Die Raumstruktur eines Proteins klärt man mit aufwändigen physikalischen Methoden, allen voran die Röntgendiffraktometrie und die NMR-Spektroskopie (Nobelpreis für Chemie 2002). Doch auch das sog. Proteinmuster kann verräterische Signale für Krankheiten enthalten. Es repräsentiert die Gesamtheit aller Proteine in einer Zelle oder einen Ausschnitt davon, das Proteom. Das junge Forschungsgebiet der Proteomik befasst sich mit der Analyse der Proteinmuster und der Wechselwirkungen zwischen den Proteinen. So findet man etwa Eiweißmoleküle, die Aufschluss über Stadium oder Ausmaß einer Krankheit geben.
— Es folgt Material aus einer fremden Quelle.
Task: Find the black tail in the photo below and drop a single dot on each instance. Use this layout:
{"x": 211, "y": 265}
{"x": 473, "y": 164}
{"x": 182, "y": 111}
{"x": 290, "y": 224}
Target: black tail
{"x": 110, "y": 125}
Solche spezifischen Indikatoren aufzuspüren und ihre Funktion zu bestimmen, ist ein wichtiger Teil der pharmazeutischen Forschung.
Durch Bündelung ihrer Ressourcen und Koordination ihrer Tätigkeiten können die beteiligten Forschergruppen in interdisziplinären Kooperationen die Proteinforschung an der RUB stärken. Die Plattformtechnologien und das Expertenwissen des Proteincenters sollen als Service anderen Biowissenschaftlern sowie Medizinern zur Verfügung gestellt werden. Wichtige Ziele sind die kontinuierliche Weiterentwicklung der Plattformtechnologien und ihre Bereitstellung für andere Forschergruppen. Das Säulen-Konzept ist offen und erweiterbar, weitere Arbeitsgruppen können sich anschließen.
Mit der starken interdisziplinären Vernetzung soll es in Zukunft möglich sein, konkurrenzfähiger bei großen Ausschreibungen (EU, BMBF) zu sein. Jüngste Trends zeigen, dass Fördermittel bevorzugt dorthin fließen, wo große vernetzte Strukturen etabliert worden sind.

Das Profil der Proteinforschung soll durch geeignete Neuberufungen, darunter drei Juniorprofessoren, erweitert werden
Dr. Eckhard Hofmann hat im August die Juniorprofessur für Röntgenstrukturanalyse von Proteinen am Lehrstuhl für Biophysik angetreten, womit dieser wichtige Forschungszweig nun an der RUB vertreten ist. Dr. Albert Sickmann wird am Medizinischen Proteom-Center eine Juniorprofessur im Bereich "Proteomics" übernehmen. Ein Juniorprofessor für NMR-Spektroskopie wird gerade berufen.

Auch die Studierenden werden vom Proteincenter profitieren
Sie sollen Fähigkeiten erwerben, die ihnen auf dem wachstumsstarken Biotechnologiemarkt zugute kommen. Ein Ausbau der Forschung in dieser Disziplin ist daher auch ein wichtiger Wirtschaftsfaktor für die Region.